Download or read book Offshore Wind Energy Technology written by Olimpo Anaya-Lara and published by John Wiley & Sons. This book was released on 2018-05-11 with total page 459 pages. Available in PDF, EPUB and Kindle. Book excerpt: A COMPREHENSIVE REFERENCE TO THE MOST RECENT ADVANCEMENTS IN OFFSHORE WIND TECHNOLOGY Offshore Wind Energy Technology offers a reference based on the research material developed by the acclaimed Norwegian Research Centre for Offshore Wind Technology (NOWITECH) and material developed by the expert authors over the last 20 years. This comprehensive text covers critical topics such as wind energy conversion systems technology, control systems, grid connection and system integration, and novel structures including bottom-fixed and floating. The text also reviews the most current operation and maintenance strategies as well as technologies and design tools for novel offshore wind energy concepts. The text contains a wealth of mathematical derivations, tables, graphs, worked examples, and illustrative case studies. Authoritative and accessible, Offshore Wind Energy Technology: Contains coverage of electricity markets for offshore wind energy and then discusses the challenges posed by the cost and limited opportunities Discusses novel offshore wind turbine structures and floaters Features an analysis of the stochastic dynamics of offshore/marine structures Describes the logistics of planning, designing, building, and connecting an offshore wind farm Written for students and professionals in the field, Offshore Wind Energy Technology is a definitive resource that reviews all facets of offshore wind energy technology and grid connection.

Download or read book Wind Turbine Technology written by Muyiwa Adaramola and published by CRC Press. This book was released on 2014-02-24 with total page 358 pages. Available in PDF, EPUB and Kindle. Book excerpt: This title includes a number of Open Access chapters. This important book presents a selection of new research on wind turbine technology, including aerodynamics, generators and gear systems, towers and foundations, control systems, and environmental issues. This informative book: • Introduces the principles of wind turbine design • Presents methods for analysis of wind turbine performance • Discusses approaches for wind turbine improvement and optimization • Covers fault detection in wind turbines • Describes mediating the adverse effects of wind turbine use and installation

Download or read book Wind Energy Explained written by James F. Manwell and published by John Wiley & Sons. This book was released on 2010-09-14 with total page 704 pages. Available in PDF, EPUB and Kindle. Book excerpt: Wind energy’s bestselling textbook- fully revised. This must-have second edition includes up-to-date data, diagrams, illustrations and thorough new material on: the fundamentals of wind turbine aerodynamics; wind turbine testing and modelling; wind turbine design standards; offshore wind energy; special purpose applications, such as energy storage and fuel production. Fifty additional homework problems and a new appendix on data processing make this comprehensive edition perfect for engineering students. This book offers a complete examination of one of the most promising sources of renewable energy and is a great introduction to this cross-disciplinary field for practising engineers. “provides a wealth of information and is an excellent reference book for people interested in the subject of wind energy.” (IEEE Power & Energy Magazine, November/December 2003) “deserves a place in the library of every university and college where renewable energy is taught.” (The International Journal of Electrical Engineering Education, Vol.41, No.2 April 2004) “a very comprehensive and well-organized treatment of the current status of wind power.” (Choice, Vol. 40, No. 4, December 2002)

Download or read book Wind Power in Power Systems written by Thomas Ackermann and published by John Wiley & Sons.
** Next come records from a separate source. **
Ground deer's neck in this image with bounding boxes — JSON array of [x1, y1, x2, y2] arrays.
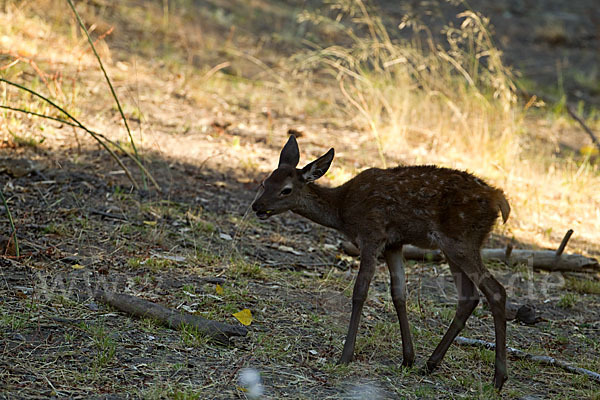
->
[[292, 184, 342, 230]]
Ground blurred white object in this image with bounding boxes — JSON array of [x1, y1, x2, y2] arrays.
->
[[238, 368, 265, 400]]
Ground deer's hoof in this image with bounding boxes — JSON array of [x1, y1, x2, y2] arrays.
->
[[402, 356, 415, 368]]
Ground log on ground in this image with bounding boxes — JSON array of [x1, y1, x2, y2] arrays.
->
[[94, 290, 248, 343]]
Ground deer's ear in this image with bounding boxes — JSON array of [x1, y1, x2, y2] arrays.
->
[[300, 149, 335, 182], [279, 135, 300, 168]]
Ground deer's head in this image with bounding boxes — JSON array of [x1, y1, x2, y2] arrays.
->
[[252, 135, 334, 219]]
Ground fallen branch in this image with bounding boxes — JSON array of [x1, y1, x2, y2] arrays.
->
[[454, 336, 600, 383], [567, 104, 600, 155], [404, 245, 600, 271], [94, 290, 248, 343]]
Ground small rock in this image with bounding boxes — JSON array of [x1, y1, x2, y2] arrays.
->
[[219, 233, 233, 240], [516, 304, 540, 325], [10, 333, 27, 342]]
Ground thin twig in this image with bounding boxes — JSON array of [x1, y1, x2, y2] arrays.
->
[[0, 100, 162, 192], [556, 229, 573, 258], [0, 188, 19, 258], [0, 78, 139, 189], [67, 0, 147, 189], [567, 104, 600, 151]]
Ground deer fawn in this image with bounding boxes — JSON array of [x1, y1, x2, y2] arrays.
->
[[252, 135, 510, 390]]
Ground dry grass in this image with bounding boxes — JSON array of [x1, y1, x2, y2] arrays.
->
[[0, 0, 600, 399]]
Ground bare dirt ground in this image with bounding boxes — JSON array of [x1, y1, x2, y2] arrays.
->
[[0, 0, 600, 399]]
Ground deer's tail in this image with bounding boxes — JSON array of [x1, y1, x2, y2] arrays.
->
[[494, 189, 510, 223]]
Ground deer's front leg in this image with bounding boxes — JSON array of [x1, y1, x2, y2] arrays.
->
[[339, 246, 377, 364]]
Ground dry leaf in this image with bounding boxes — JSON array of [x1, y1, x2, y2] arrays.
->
[[215, 283, 223, 295], [232, 308, 252, 326]]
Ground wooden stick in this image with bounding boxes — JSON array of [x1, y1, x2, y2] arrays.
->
[[567, 104, 600, 155], [94, 290, 248, 343], [556, 229, 573, 258], [404, 245, 600, 271], [504, 240, 513, 265], [454, 336, 600, 383]]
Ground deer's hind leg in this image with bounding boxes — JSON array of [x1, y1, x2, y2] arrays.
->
[[384, 246, 415, 367], [338, 244, 378, 364], [427, 261, 479, 372], [436, 243, 508, 390]]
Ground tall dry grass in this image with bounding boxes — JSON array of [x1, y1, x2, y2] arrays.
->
[[301, 0, 600, 252]]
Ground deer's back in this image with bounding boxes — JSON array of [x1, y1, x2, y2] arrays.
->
[[340, 166, 504, 246]]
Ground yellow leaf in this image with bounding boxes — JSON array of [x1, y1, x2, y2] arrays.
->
[[215, 283, 223, 295], [232, 308, 252, 326], [579, 145, 598, 156]]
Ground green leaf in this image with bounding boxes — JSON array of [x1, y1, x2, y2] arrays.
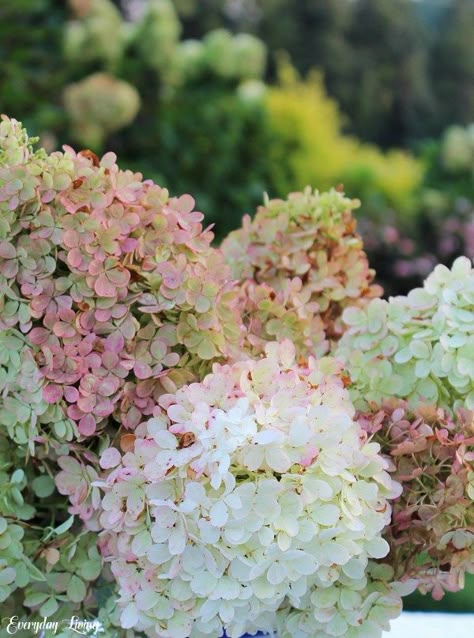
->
[[31, 474, 55, 498], [10, 469, 25, 484], [0, 567, 16, 586], [23, 591, 49, 607], [79, 559, 102, 580], [66, 576, 87, 603], [39, 597, 59, 618]]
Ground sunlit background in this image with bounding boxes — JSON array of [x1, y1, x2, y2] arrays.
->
[[0, 0, 474, 611]]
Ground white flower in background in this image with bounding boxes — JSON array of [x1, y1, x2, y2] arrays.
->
[[335, 257, 474, 410], [95, 342, 400, 638]]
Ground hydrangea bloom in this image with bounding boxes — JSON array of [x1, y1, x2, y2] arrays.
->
[[336, 257, 474, 410], [358, 400, 474, 599], [222, 188, 381, 356], [95, 341, 400, 638], [0, 115, 240, 442], [0, 119, 474, 638]]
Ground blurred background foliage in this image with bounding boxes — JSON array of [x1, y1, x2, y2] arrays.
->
[[0, 0, 474, 611]]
This book was released on 2012-04-23 with total page 1132 pages. Available in PDF, EPUB and Kindle. Book excerpt: The second edition of the highly acclaimed Wind Power in Power Systems has been thoroughly revised and expanded to reflect the latest challenges associated with increasing wind power penetration levels. Since its first release, practical experiences with high wind power penetration levels have significantly increased. This book presents an overview of the lessons learned in integrating wind power into power systems and provides an outlook of the relevant issues and solutions to allow even higher wind power penetration levels. This includes the development of standard wind turbine simulation models. This extensive update has 23 brand new chapters in cutting-edge areas including offshore wind farms and storage options, performance validation and certification for grid codes, and the provision of reactive power and voltage control from wind power plants. Key features: Offers an international perspective on integrating a high penetration of wind power into the power system, from basic network interconnection to industry deregulation; Outlines the methodology and results of European and North American large-scale grid integration studies; Extensive practical experience from wind power and power system experts and transmission systems operators in Germany, Denmark, Spain, UK, Ireland, USA, China and New Zealand; Presents various wind turbine designs from the electrical perspective and models for their simulation, and discusses industry standards and world-wide grid codes, along with power quality issues; Considers concepts to increase penetration of wind power in power systems, from wind turbine, power plant and power system redesign to smart grid and storage solutions. Carefully edited for a highly coherent structure, this work remains an essential reference for power system engineers, transmission and distribution network operator and planner, wind turbine designers, wind project developers and wind energy consultants dealing with the integration of wind power into the distribution or transmission network. Up-to-date and comprehensive, it is also useful for graduate students, researchers, regulation authorities, and policy makers who work in the area of wind power and need to understand the relevant power system integration issues.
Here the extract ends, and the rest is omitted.